Xi welcomed Trump at his official residence, Zhongnanhai, for the final round of talks before the US leader returned to Washington. Over nearly three hours of meetings on Friday, with top aides and translators in attendance, Xi described the visit as a “milestone” and said the two countries had established a “constructive, strategic, stable relationship.” State media reported Xi framed the new track as “strategic stability” for the next three years.

Trump said in a Fox News interview that China had agreed to purchase US oil and to buy 200 Boeing aircraft — claims that Beijing has not formally confirmed. He told reporters at Zhongnanhai it had been “a great couple of days” and added on Truth Social that Xi had congratulated him on “tremendous successes in such a short period of time.”

The most concrete new deliverable was Trump’s invitation to Xi to make a state visit to the White House on September 24, announced at the state dinner on Thursday evening in a video released by the White House. China has yet to confirm acceptance, although state media noted Trump’s invitation. The two leaders could also meet on the sidelines of the APEC summit in Shenzhen in November and the G20 in Florida in December.

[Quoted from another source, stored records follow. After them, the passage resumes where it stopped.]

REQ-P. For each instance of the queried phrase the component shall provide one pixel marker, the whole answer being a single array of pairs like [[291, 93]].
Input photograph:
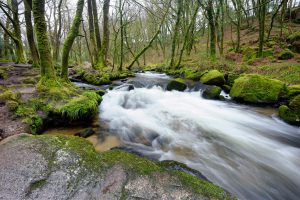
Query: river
[[244, 149]]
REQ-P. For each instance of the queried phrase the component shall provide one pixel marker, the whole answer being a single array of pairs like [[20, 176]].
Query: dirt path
[[20, 78]]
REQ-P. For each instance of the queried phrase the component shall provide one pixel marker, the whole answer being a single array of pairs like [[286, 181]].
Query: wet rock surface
[[61, 167]]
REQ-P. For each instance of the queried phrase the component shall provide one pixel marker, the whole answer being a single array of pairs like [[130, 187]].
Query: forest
[[149, 99]]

Both sides flagged Iran as an area of partial progress. According to the White House, the two governments “agreed that the Strait of Hormuz must remain open to support the free flow of energy,” and Trump said Beijing had reassured Washington it would not supply Iran with military equipment. Taiwan remained the sharpest point of friction: Xi warned that disagreements over the island could lead to “clashes or conflict,” echoing Secretary of State Marco Rubio’s Thursday warning that any forcible takeover would be a “terrible mistake”.

Ryan Fedasiuk of the American Enterprise Institute said the summit had left “a lot on the tree to ripen further,” and Hai Zhao of the Chinese Academy of Social Sciences told Ada Derana the September 24 trip would be treated by Beijing as a reciprocal state visit. The Iran deliverables build on earlier reporting that Trump had publicly aired Xi’s mediation offer on Iran, which Rubio quickly downplayed.